Tragué tanta saliva como mi garganta me lo permitió, aunque no era mucha, ya que un gran bulto me lo impedía, el respirar se volvía pesado y el aire que entraba a mí, estaba entrecorto; sin saber cómo responder a tan dura confesión, mis ojos terminaron por aguarse.

¿Eh? Nunca me había pasado algo así con palabras tan simples. — ¿Perdón? — Claro, no me lo podía creer, por un segundo me quise creer que reirías y terminarías por admitir que era una broma —una muy mala y cruel—; de hecho, llevaba mucho tiempo pensando que te tenía en la palma de mi mano, segura para mí.

Pero nunca fue así.

—Vete por favor, en serio, ya no quiero volver a verte. — y giraste tu rostro inmaculado hacía el ventanal que estaba al lado izquierdo de la cama; aquel aire nostálgico con el que mirabas al exterior, tus ojos llorosos y tu cuerpo en paz, posado sobre las blancas sábanas te hacían ver preciosa y entonces quise llorar tanto, porque al parecer, ya no eras mía y nunca más lo serías.
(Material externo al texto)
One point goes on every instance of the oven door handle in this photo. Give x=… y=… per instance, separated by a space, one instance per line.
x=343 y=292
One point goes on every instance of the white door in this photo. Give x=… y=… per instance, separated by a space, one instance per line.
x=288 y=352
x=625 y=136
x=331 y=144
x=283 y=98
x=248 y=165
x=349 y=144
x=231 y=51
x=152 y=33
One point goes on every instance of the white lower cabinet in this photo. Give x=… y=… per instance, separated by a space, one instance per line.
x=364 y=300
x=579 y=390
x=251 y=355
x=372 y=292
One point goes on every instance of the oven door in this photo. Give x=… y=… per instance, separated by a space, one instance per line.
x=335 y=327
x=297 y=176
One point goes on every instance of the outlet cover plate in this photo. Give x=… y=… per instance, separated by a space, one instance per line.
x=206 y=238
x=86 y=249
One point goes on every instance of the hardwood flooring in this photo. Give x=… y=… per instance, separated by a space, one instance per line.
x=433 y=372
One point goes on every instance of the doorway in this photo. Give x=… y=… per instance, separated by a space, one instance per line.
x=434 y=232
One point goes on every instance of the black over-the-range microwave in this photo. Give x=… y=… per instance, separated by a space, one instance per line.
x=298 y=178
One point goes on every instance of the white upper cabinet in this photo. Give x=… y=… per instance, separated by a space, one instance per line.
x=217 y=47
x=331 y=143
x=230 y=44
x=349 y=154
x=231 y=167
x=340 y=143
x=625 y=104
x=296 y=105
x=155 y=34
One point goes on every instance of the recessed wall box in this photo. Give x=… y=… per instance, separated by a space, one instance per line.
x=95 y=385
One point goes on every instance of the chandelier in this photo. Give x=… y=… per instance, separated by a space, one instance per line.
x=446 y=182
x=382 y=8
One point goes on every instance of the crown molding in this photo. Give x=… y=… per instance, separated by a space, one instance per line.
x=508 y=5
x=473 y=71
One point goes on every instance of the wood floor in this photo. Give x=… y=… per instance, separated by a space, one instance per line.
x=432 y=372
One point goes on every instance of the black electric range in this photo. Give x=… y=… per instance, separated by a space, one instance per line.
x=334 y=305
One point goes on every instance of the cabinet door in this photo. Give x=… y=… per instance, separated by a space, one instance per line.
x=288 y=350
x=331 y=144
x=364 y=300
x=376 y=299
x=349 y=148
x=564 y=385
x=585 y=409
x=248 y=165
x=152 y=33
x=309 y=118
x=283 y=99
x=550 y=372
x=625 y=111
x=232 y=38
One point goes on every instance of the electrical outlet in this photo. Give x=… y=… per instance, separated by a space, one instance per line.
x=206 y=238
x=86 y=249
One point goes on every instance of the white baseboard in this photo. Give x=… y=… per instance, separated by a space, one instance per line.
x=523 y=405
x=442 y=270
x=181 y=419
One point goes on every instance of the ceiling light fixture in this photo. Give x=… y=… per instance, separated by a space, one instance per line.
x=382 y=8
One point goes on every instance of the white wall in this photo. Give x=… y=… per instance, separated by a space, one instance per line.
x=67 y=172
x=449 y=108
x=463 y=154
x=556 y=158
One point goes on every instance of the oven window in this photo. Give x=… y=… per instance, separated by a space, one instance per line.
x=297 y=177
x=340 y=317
No era nadie para negarme ni para faltarle el respeto a tu decisión, así que por las buenas, acepté. —Está bien— me levanté de la silla azulada que estaba para las visitas, tomé mi portafolio del suelo con cuidado, mientras imploraba con la mirada el que tú misma posaras tus ojos sobre mí y me suplicaras que me quedara; claro que mis deseos no se cumplieron y terminé por caminar hacia la portezuela deslizante que estaba a unos cuantos metros de donde me encontraba, cuando mi mano alcanzó la puerta, suspiré y mientras una lágrima escurridiza resbalaba por mi mejilla, lo acepté totalmente.